Incident documentation/20151123-LabsOutage

From Wikitech
Jump to: navigation, search

Summary

As part of switching primary Labs DNS service from holmium to labservices1001, Andrew caused an outage of labs-recursor0 and labs-recursor1, thus breaking resolution of internal Labs IPs from about 05:22 to about 05:31.

Timeline

  • [previously] Andrew is moving Labs designate and DNS services from holmium to labservices1001, in pursuit of the ultimate renaming of holmium.
  • [05:07] Andrew merge a patch which is meant, via hiera, to exchanges the assignments of labs-recursor0 and labs-recursor1. This is consistent with the 'primary service on labservices1001' goal, but ignores the fact that each labs-recursor0's IP is routed to the rack containing holmium and /not/ routed to the rack containing labservices1001, and likewise for the IP for labs-recursor1. So, this patch should have broken DNS immediately -- it did not due to a mistake in the patch which accidentally assigned the IP for labs-recursor0 is assigned to both holmium and labservices1001. Consequently labs-recursor0 still works and labs-recursor1 does not.
  • [05:17] Andrew merges a second patch patch which corrects the typo.

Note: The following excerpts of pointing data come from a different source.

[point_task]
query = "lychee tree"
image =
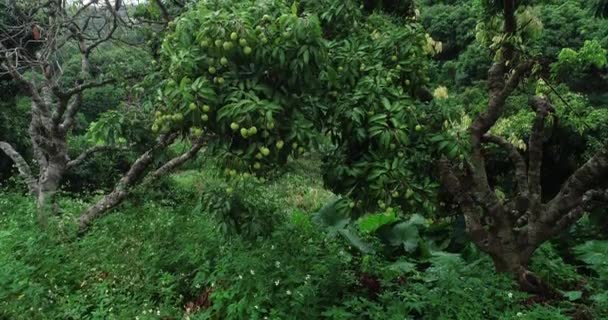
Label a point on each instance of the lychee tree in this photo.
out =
(379, 154)
(242, 74)
(265, 80)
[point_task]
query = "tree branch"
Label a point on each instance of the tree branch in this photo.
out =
(21, 164)
(470, 211)
(88, 153)
(176, 162)
(535, 145)
(572, 191)
(516, 158)
(163, 10)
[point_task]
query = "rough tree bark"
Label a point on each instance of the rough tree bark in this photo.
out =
(510, 231)
(135, 174)
(53, 107)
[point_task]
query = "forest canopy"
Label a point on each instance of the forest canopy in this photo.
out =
(165, 159)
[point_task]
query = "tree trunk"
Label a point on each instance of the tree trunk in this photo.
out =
(132, 177)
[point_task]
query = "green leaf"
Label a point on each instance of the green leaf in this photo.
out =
(573, 295)
(370, 223)
(330, 217)
(354, 240)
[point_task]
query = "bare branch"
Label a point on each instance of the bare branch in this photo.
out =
(21, 164)
(462, 196)
(535, 145)
(177, 161)
(163, 10)
(70, 113)
(516, 158)
(572, 191)
(89, 152)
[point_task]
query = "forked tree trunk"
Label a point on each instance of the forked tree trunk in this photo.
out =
(133, 176)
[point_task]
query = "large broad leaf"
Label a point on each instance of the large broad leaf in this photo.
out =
(594, 254)
(354, 240)
(402, 266)
(403, 234)
(330, 217)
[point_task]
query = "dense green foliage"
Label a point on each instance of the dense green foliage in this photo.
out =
(162, 256)
(317, 195)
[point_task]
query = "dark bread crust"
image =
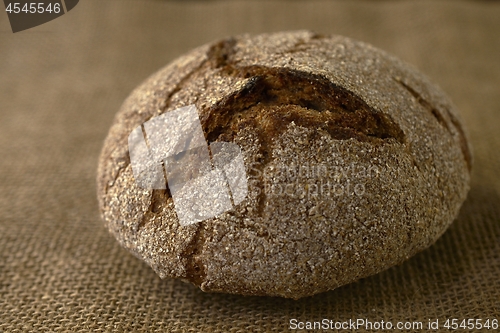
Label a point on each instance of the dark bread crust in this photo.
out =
(295, 98)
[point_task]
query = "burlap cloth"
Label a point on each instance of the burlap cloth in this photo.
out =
(60, 86)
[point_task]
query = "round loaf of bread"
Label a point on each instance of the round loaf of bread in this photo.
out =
(353, 162)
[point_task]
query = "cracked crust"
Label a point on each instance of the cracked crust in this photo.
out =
(295, 100)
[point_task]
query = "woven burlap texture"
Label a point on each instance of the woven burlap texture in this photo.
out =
(60, 86)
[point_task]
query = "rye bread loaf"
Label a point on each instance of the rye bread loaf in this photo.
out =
(355, 162)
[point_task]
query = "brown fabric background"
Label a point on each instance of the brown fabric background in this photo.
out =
(60, 86)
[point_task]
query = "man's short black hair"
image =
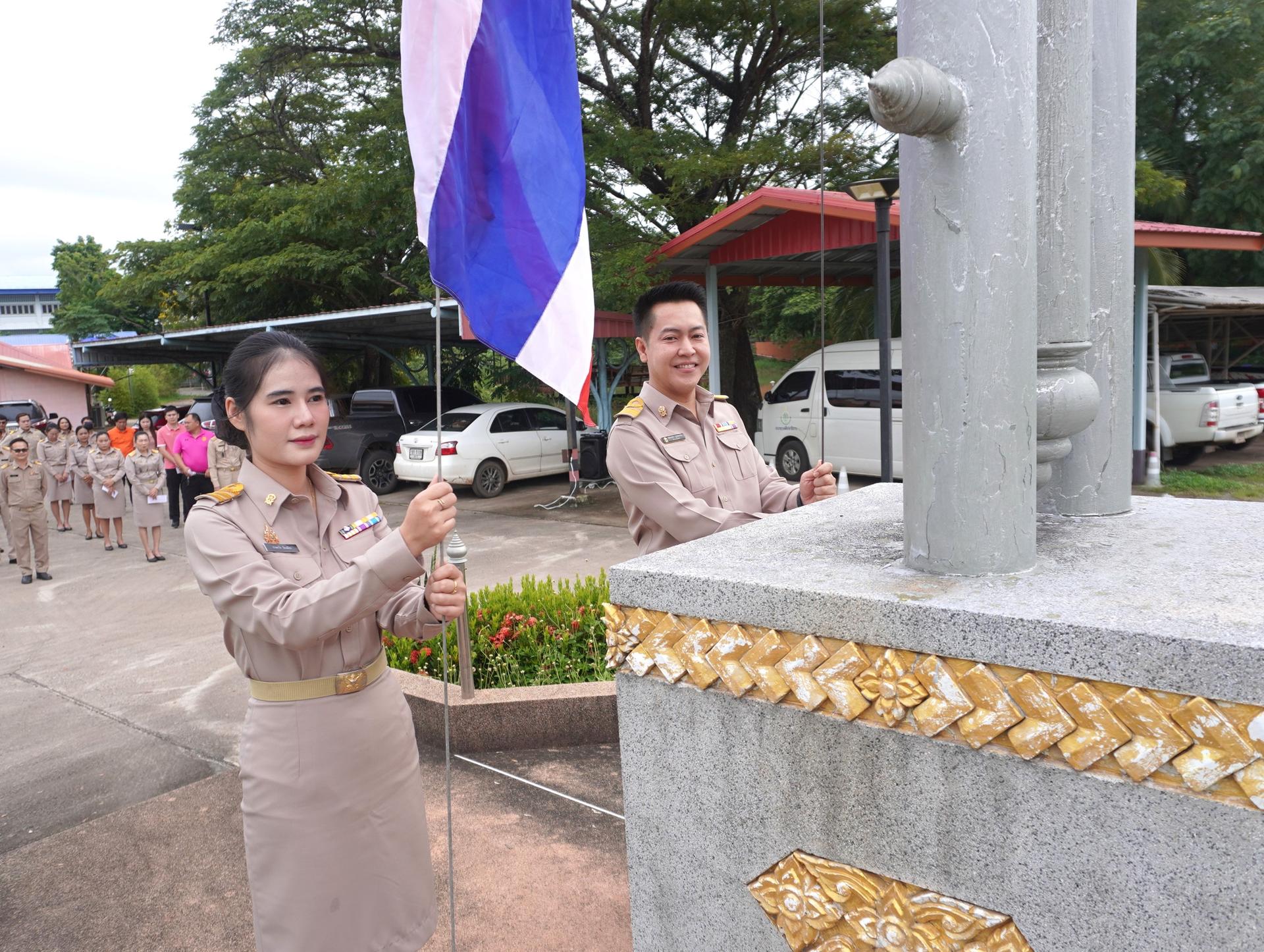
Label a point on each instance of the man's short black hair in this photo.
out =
(665, 295)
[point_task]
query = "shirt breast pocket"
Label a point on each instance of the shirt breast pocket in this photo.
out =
(353, 548)
(737, 453)
(298, 568)
(693, 465)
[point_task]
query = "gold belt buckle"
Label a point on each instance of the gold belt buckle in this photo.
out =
(350, 682)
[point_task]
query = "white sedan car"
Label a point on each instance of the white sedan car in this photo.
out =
(488, 445)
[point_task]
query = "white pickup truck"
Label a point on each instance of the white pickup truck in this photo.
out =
(1198, 412)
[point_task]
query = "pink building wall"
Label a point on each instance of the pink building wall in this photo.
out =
(57, 396)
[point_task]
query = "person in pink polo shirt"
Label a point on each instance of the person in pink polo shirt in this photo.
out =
(167, 434)
(191, 460)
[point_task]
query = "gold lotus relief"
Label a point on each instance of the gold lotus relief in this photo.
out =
(821, 905)
(1177, 743)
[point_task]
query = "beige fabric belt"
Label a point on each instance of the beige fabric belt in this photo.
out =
(344, 683)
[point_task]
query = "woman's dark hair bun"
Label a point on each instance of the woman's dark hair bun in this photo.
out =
(244, 372)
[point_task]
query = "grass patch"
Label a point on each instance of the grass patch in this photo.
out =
(1232, 481)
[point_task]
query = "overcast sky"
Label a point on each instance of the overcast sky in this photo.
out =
(95, 111)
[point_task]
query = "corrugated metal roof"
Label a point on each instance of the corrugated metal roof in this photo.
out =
(773, 236)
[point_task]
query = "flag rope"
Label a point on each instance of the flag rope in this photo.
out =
(442, 558)
(821, 137)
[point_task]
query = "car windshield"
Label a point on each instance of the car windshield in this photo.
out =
(454, 423)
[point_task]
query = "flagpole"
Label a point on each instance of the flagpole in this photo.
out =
(442, 558)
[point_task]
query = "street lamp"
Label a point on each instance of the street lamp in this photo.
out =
(206, 295)
(882, 192)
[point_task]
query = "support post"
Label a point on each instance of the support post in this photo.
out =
(1096, 478)
(713, 383)
(883, 226)
(458, 554)
(967, 229)
(1067, 398)
(1140, 306)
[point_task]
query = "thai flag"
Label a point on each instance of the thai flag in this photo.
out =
(490, 97)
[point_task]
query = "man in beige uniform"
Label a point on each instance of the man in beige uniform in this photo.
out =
(681, 458)
(23, 485)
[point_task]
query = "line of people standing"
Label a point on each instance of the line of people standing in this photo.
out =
(99, 471)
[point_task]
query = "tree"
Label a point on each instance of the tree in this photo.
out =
(1200, 117)
(692, 104)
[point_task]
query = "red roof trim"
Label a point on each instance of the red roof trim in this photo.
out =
(839, 205)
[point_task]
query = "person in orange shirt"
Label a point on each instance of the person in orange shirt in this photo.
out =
(123, 436)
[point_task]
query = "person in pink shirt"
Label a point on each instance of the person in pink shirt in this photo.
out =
(190, 449)
(167, 434)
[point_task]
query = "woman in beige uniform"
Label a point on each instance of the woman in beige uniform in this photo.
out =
(105, 465)
(223, 462)
(55, 456)
(148, 477)
(81, 493)
(306, 574)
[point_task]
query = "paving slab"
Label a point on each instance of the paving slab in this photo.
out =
(63, 764)
(534, 872)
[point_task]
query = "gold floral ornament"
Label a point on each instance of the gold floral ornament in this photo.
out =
(891, 685)
(821, 905)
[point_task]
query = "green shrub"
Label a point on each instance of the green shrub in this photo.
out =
(544, 634)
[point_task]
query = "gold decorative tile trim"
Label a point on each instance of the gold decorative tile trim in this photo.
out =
(821, 905)
(1191, 745)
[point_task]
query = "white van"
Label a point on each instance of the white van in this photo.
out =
(788, 431)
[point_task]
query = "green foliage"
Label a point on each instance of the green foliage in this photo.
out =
(136, 390)
(1200, 107)
(1232, 481)
(545, 633)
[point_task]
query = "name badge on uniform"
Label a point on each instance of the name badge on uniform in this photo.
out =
(359, 525)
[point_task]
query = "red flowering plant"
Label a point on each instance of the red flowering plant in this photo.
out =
(542, 633)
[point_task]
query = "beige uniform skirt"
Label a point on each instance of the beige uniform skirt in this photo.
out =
(335, 824)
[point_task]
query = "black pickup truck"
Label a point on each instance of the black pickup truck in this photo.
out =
(363, 442)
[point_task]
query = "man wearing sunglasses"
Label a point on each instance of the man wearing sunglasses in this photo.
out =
(23, 486)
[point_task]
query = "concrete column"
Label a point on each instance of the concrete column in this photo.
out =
(1067, 397)
(713, 329)
(967, 246)
(1096, 478)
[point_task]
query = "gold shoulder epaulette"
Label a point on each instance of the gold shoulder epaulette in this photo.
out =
(633, 409)
(224, 494)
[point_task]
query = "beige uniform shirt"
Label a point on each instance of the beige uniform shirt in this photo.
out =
(23, 487)
(145, 472)
(105, 465)
(56, 457)
(310, 603)
(223, 462)
(684, 477)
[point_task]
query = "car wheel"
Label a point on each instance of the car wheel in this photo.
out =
(1185, 454)
(488, 479)
(377, 471)
(791, 460)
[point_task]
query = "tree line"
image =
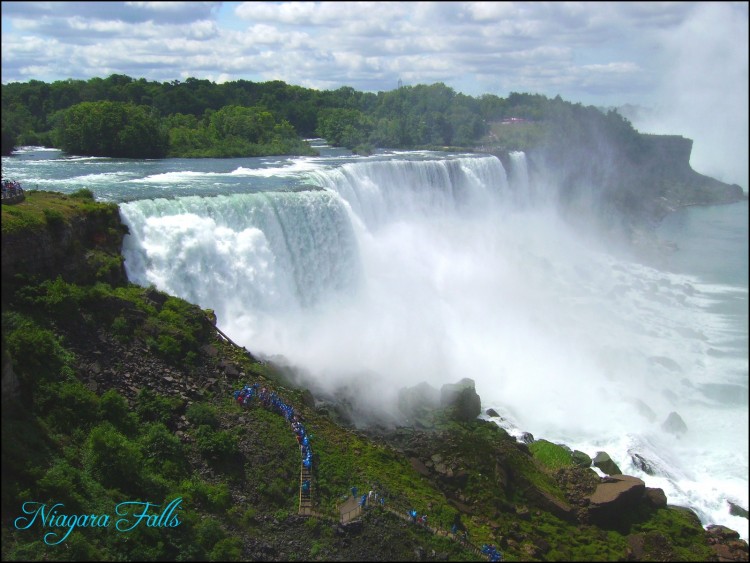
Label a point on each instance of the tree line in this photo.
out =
(124, 117)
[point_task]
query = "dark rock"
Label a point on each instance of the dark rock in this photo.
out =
(523, 513)
(642, 463)
(614, 498)
(463, 398)
(674, 424)
(419, 467)
(736, 510)
(689, 512)
(605, 463)
(413, 400)
(549, 503)
(722, 532)
(581, 459)
(656, 497)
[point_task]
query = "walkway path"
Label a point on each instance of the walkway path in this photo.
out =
(351, 509)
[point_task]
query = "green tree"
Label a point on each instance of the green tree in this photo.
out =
(115, 129)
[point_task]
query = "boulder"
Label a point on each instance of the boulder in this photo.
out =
(462, 398)
(642, 463)
(605, 463)
(413, 400)
(656, 497)
(674, 424)
(737, 510)
(614, 498)
(580, 458)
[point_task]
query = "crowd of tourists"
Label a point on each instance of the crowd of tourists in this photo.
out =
(271, 401)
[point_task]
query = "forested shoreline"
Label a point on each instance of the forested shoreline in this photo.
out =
(120, 116)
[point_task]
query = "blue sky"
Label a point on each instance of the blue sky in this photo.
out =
(686, 60)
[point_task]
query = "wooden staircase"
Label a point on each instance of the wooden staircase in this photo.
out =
(305, 498)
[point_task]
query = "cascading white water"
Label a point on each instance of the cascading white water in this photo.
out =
(405, 270)
(260, 252)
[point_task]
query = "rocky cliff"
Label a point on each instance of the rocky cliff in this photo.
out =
(49, 234)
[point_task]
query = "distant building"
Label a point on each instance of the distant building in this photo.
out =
(514, 120)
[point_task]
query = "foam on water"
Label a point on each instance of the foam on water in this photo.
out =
(405, 267)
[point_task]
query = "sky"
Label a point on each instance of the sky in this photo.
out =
(687, 62)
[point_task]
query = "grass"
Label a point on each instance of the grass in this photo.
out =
(41, 209)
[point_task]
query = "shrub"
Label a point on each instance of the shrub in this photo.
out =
(114, 459)
(68, 405)
(156, 408)
(215, 446)
(228, 549)
(202, 414)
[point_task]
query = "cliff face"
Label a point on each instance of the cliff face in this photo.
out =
(79, 240)
(636, 181)
(621, 178)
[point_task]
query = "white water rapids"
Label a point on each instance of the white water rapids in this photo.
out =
(399, 270)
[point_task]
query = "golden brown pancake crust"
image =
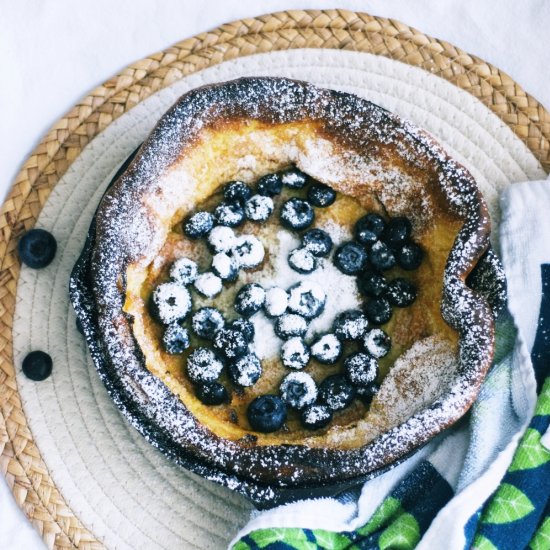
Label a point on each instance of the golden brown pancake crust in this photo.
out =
(242, 130)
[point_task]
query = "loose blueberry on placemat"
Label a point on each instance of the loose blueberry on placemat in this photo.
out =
(37, 365)
(37, 248)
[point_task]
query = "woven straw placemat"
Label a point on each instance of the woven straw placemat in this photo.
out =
(21, 462)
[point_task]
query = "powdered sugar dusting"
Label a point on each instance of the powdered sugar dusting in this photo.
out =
(352, 154)
(341, 290)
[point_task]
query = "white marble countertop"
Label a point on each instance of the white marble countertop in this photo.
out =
(54, 51)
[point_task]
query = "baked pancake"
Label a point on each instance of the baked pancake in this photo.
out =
(370, 163)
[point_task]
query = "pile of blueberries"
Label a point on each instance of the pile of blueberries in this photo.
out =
(377, 247)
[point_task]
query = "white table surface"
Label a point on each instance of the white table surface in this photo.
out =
(54, 51)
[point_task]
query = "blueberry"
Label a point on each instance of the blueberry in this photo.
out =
(79, 326)
(315, 417)
(378, 310)
(206, 322)
(381, 256)
(401, 292)
(37, 248)
(317, 241)
(267, 413)
(307, 299)
(294, 178)
(361, 368)
(350, 258)
(246, 370)
(203, 365)
(269, 185)
(175, 339)
(229, 214)
(198, 225)
(369, 228)
(258, 208)
(230, 343)
(248, 251)
(367, 393)
(372, 283)
(295, 353)
(225, 266)
(321, 195)
(184, 271)
(237, 191)
(170, 302)
(221, 239)
(302, 261)
(290, 325)
(208, 284)
(212, 393)
(276, 301)
(249, 299)
(245, 327)
(409, 256)
(327, 349)
(397, 232)
(37, 365)
(336, 392)
(297, 214)
(377, 343)
(350, 325)
(298, 390)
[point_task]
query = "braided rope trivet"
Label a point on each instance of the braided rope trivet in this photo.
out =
(20, 460)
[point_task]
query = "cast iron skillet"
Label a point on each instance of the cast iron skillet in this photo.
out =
(487, 278)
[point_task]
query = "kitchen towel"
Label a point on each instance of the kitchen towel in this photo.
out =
(485, 483)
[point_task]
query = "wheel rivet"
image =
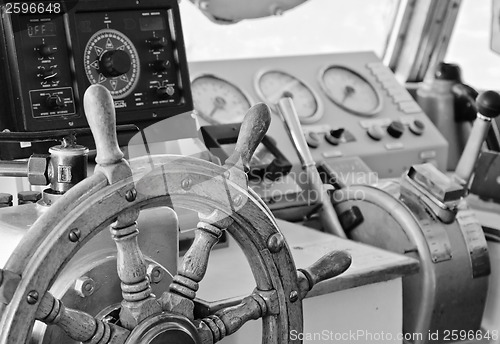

At this point labs-recursor0 is assigned to labservices1001 and labs-recursor1 to holmium, both unroutable.
  • [05:22] The above patch is applied, and the first diamond alerts start showing up about DNS resolution failure.
  • [05:30] Andrew realizes the source of the problem, submits a patch returning the IPs to their original homes.
  • [05:32] The above patch is merged, and normal service is restored.